Lorca is a city in Murcia, the region in eastern Spain tucked between Andalusia and Valencia. Its most famous feature is its hilltop fortress, Fortaleza del Sol, built during the Middle Ages.
In 2002, excavations for the construction of a hotel in the fortress unearthed the remains of the ancient Jewish quarter that had once thrived in the city. Prior to that discovery, it was known that there had been a significant Jewish presence in Lorca, but no one knew exactly where it was located. The discovery of the Jewish quarter, its ruins and artifacts, opened up a treasure trove of information about this community.
Archaeological evidence indicates that there were Jews settled in Lorca prior to the conquest by Castile in 1244, but there is documentation mentioning their presence from the mid-13th century up until the expulsion of the Jews from Spain in 1492 (particularly during the 80 years preceding the expulsion). In the early 15th century, the community grew substantially, and that’s when the magnificent synagogue was built.
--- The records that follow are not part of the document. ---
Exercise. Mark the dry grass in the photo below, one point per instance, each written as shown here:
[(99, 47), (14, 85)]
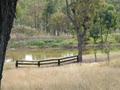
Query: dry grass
[(69, 77)]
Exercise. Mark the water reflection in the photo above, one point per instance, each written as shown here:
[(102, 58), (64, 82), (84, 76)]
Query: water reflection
[(67, 55), (28, 57), (8, 60)]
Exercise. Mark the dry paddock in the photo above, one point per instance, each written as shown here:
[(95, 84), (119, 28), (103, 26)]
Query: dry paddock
[(94, 76)]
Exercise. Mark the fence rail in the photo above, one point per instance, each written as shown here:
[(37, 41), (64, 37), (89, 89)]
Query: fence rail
[(58, 61)]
It is the only known medieval synagogue in the country that was never converted into a church.
The Jews of Lorca enjoyed a relatively quiet and protected life thanks to their location inside the fortress. In 1391, for example, when a wave of murderous pogroms swept over the Iberian peninsula, the Jews of Lorca were unaffected. In those days, Jews were considered property of the king, and the allocation of a Jewish quarter was often a measure taken by the Crown to protect Jews as well as keep them separated from Christians.
As in many other places in Spain and the rest of Europe, Jews constituted a vital component of the city’s economy. They engaged in a wide variety of trades, and due to their connections in other Jewish communities in Murcia and in Granada, they served an important role in commerce over the border.
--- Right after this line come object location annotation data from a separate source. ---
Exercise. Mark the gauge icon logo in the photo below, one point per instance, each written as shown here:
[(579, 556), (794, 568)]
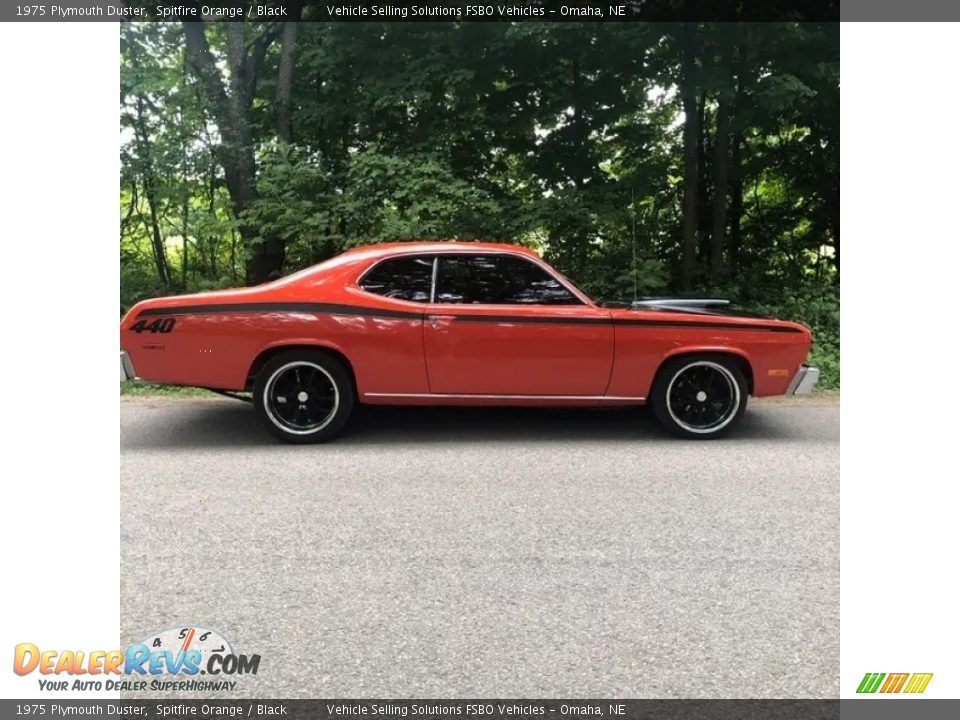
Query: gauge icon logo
[(181, 640)]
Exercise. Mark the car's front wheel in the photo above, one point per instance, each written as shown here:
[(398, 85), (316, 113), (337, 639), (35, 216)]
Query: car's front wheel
[(699, 396), (304, 396)]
Though the laws of the land were established to maintain separation between Christians and Jews, there was a great deal of cooperation between them, in Lorca as well as in other Castilian cities. Many of those laws were not strictly enforced, and Christians and Jews often engaged in commerce and business together. In By Light of Hidden Candles, we meet a Jewish spice merchant, Abraham de Carmona, and his Christian business partner and friend, Don Tomás.
Jews remained in the city of Lorca right up to the expulsion.
Here is a video (in Spanish, with English and Spanish subtitles) about the Jewish presence in Lorca, including photographs of the castle, various artifacts found there, and 3-D virtual reconstructions of what the judería probably looked like 500 years ago:
In the previous post I linked to a few videos showing more detailed 3-D virtual reconstructions of the judería, the interior of the synagogue, and one of the large homes discovered in the center of the neighborhood.
Today, you can visit the fortress and the excavated Jewish quarter. In By Light of Hidden Candles, we follow NYU students Alma Ben-Ami and Manuel Aguilar as they step into the reconstructed synagogue.
We also follow them into the Archaeological Museum of Lorca, where they view artifacts discovered in the Jewish quarter, such as chanukiyot (Chanukah lamps), ceramics, and glass lamps.